Dla Ivanauskasa to był bardzo ważny dzień. Przez 90 minut mógł wiele wygrać i wiele przegrać. Wydaje się, że zyskał więcej, niż sam przypuszczał. Niezwykle ekspresyjnym i żywiołowym zachowaniem przy linii bocznej w mig zdobył uznanie wymagającej publiczności. Kiedy podbiegł do niego z reprymendą arbiter Zbigniew Dobrynin, zaraz potem Litwin zebrał gromkie oklaski. W tym momencie stało się jasne, że już pierwszym występem „kupił” Stadion Ludowy.

– Jeśli ta moja agresja ma pozytywny ładunek, to myślę, że drużynie może tylko pomóc – tłumaczy Ivanauskas. – Cieszę się, że w meczu z Miedzią wszyscy moi gracze zrealizowali nakreślony plan i zasłużyli na pochwałę. Po tym spotkaniu wiemy dokładnie, gdzie leżą nasze problemy. Na treningu nie widać tego tak dokładnie. Mecz i trening to dwie różne sprawy. Oglądałem wcześniej kilka występów Zagłębia. W drugiej połowie zespół miał często takie momenty, kiedy wyraźnie dołował. Tym razem było inaczej. Żeby podobnie działo się w kolejnych spotkaniach, każdy zawodnik musi być gotowy nie na 99, ale na 100 procent. Musimy pamiętać, że to bardzo trudna liga.

Dwa dni radości

Pojawiają się pierwsze głosy, że to najbardziej charyzmatyczny trener, jaki trafił na Kresową za kadencji obecnego sternika klubu, czyli w ostatnich pięciu latach. Czy rzeczywiście? Odpowiedź na to pytanie przyniosą najbliższe tygodnie i miesiące. W Sosnowcu na razie wszyscy są szczęśliwi, bo nareszcie udało się przełamać dławiący letarg. Drużyna nie potrafiła przecież odnieść zwycięstwa w dziewięciu kolejnych potyczkach…

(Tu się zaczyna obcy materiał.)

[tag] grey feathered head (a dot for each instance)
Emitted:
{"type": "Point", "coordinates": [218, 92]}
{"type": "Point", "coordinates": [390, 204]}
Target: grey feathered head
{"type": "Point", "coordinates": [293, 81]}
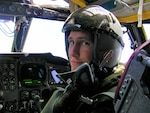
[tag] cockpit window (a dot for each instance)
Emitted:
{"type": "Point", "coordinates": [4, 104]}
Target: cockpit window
{"type": "Point", "coordinates": [45, 36]}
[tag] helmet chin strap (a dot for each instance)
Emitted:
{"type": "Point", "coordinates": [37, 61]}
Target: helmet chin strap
{"type": "Point", "coordinates": [106, 58]}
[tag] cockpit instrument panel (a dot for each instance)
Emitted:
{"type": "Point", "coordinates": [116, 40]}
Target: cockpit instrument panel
{"type": "Point", "coordinates": [28, 80]}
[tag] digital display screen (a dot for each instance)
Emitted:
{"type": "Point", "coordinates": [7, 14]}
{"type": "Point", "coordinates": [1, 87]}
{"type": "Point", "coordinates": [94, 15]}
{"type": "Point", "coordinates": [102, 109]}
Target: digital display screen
{"type": "Point", "coordinates": [33, 74]}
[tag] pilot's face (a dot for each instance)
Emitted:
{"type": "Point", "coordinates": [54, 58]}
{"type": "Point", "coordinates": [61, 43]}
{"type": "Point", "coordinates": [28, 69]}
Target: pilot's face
{"type": "Point", "coordinates": [80, 48]}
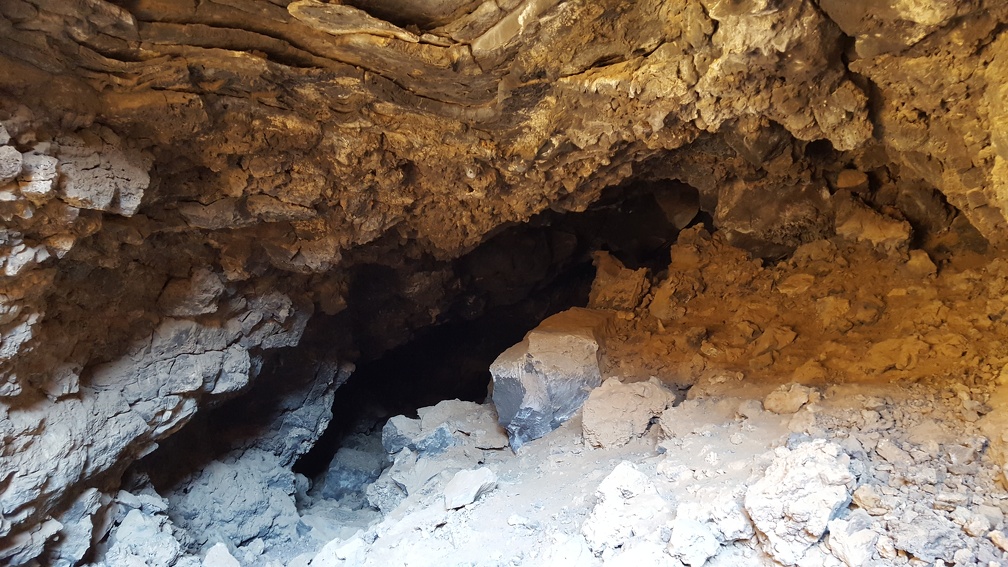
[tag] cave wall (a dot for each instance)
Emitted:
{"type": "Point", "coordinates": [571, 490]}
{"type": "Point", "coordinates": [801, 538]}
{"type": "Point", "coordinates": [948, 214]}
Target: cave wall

– Mamy nadzieję, że wszystkie tamy puściły i na stałe wróciliśmy na dobre tory – mówi prezes Jaroszewski. – Ciśnienie zeszło, da się już w klubie oddychać. Liczę na to, że na naprawdę głęboki oddech przyjdzie pora zimą, po pierwszej części rozgrywek. Stanie się tak, jeśli będziemy się plasować nad strefą spadkową. Po zwycięstwie nad Miedzią cieszyliśmy się dwa dni. Teraz koncentrujemy się już na wyjazdowym starciu z Wisłą Kraków. Wierzymy, że jeżeli podejdziemy do meczu z taką sama determinacją jak w sobotę i znów będziemy konsekwentnie zamęczać rywali, to w którymś momencie… pękną.